Les épaules de Manolis se relâchèrent légèrement alors que le soulagement de voir certains de ses anciens camarades se ranger à ses côtés mais il posa un regard désolé sur les trois autres, qui demeuraient toujours fermement ligotés et paralysés par la stupeur.
Léhodore leur adressa un regard entre le dégoût et la condescendance leur signifiant qu'ils avaient manqué leur dernière chance puis il ordonna aux gardes de les replacer en cellule sans plus se préoccuper d'eux.
Également poussé par le souverain, Dimitri leur emboîta le pas, peut-être pour vérifier certains éléments en rapport avec ses recherches.Tout en ce faisant, il lança un regard aux Déchus qui leur étaient à présent alliés en s'attardant plus particulièrement sur Lysange.

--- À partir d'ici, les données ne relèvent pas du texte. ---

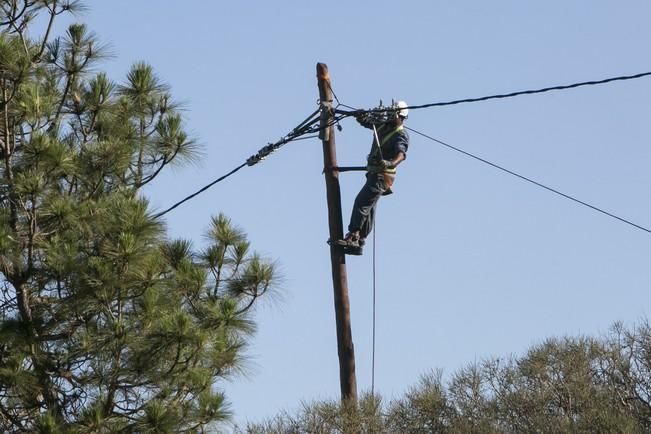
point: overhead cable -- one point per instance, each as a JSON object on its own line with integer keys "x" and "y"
{"x": 301, "y": 132}
{"x": 355, "y": 112}
{"x": 536, "y": 183}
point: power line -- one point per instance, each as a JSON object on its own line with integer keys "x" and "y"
{"x": 301, "y": 132}
{"x": 536, "y": 183}
{"x": 198, "y": 192}
{"x": 507, "y": 95}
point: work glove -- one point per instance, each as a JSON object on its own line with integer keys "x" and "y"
{"x": 363, "y": 118}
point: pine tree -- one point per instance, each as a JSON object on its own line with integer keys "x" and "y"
{"x": 106, "y": 325}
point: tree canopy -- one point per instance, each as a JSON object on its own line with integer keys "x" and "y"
{"x": 563, "y": 385}
{"x": 106, "y": 325}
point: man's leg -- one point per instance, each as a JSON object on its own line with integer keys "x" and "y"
{"x": 362, "y": 216}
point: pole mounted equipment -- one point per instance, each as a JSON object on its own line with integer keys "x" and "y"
{"x": 345, "y": 348}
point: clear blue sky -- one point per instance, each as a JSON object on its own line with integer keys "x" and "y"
{"x": 472, "y": 262}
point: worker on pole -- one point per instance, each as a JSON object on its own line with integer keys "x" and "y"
{"x": 389, "y": 149}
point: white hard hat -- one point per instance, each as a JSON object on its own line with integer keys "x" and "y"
{"x": 403, "y": 111}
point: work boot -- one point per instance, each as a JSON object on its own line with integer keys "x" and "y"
{"x": 354, "y": 250}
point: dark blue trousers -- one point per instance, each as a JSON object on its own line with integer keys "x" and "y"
{"x": 363, "y": 214}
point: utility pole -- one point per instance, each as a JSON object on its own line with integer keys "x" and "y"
{"x": 345, "y": 346}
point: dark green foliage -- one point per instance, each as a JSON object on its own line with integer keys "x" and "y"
{"x": 570, "y": 385}
{"x": 105, "y": 326}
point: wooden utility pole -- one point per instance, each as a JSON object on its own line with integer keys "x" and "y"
{"x": 345, "y": 346}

Les gardes jetèrent Nigel, Abélianne et Torrie dans l'étroite cellule.
Manquant de chuter à cause de ses entraves,cette dernière se rétablit avec une certaine maladresse puis se retourna vivement, allant pour bondir sur les gardes avant que la porte ne se referme, ne supportant pas d'être à nouveau enfermée, encore moins alors que cette rage glacée pulsait en elle, cependant,alors qu'elle allait les atteindre, elle se figea subitement.
Son regard venait de se poser sur Dimitri, à qui elle n'avait guère prêté attention précédemment, absorbée par ses violentes émotions éveillées à la vision du laboratoire.
Même si c'était un homme qui se tenait face à elle, ce fut l'image floue d'un jeune enfant qui s'imposa dans son esprit.
Une fois de plus stupéfaite, elle le désigna d'un doigt dans sa direction en s'exclamant :

- Mais c'est toi ! »

Dimitri ouvrit la bouche, pour demander ce qu'elle cherchait à dire,déstabilisé par cette annonce et ne comprenant pas ce qu'elle signifiait mais il la referma soudainement car il la reconnut à son tour, du moins, il reconnut ses cicatrices, en particulier la longue balafre qui remontait sur toute la longueur de son cou jusqu'à mâchoire droite.
Avançant d'un pas, il tendit la main vers la jeune femme, même si il ignorait comment réagir, mais les gardes refermèrent la porte de la cellule, laissant Torrie face à ses souvenirs.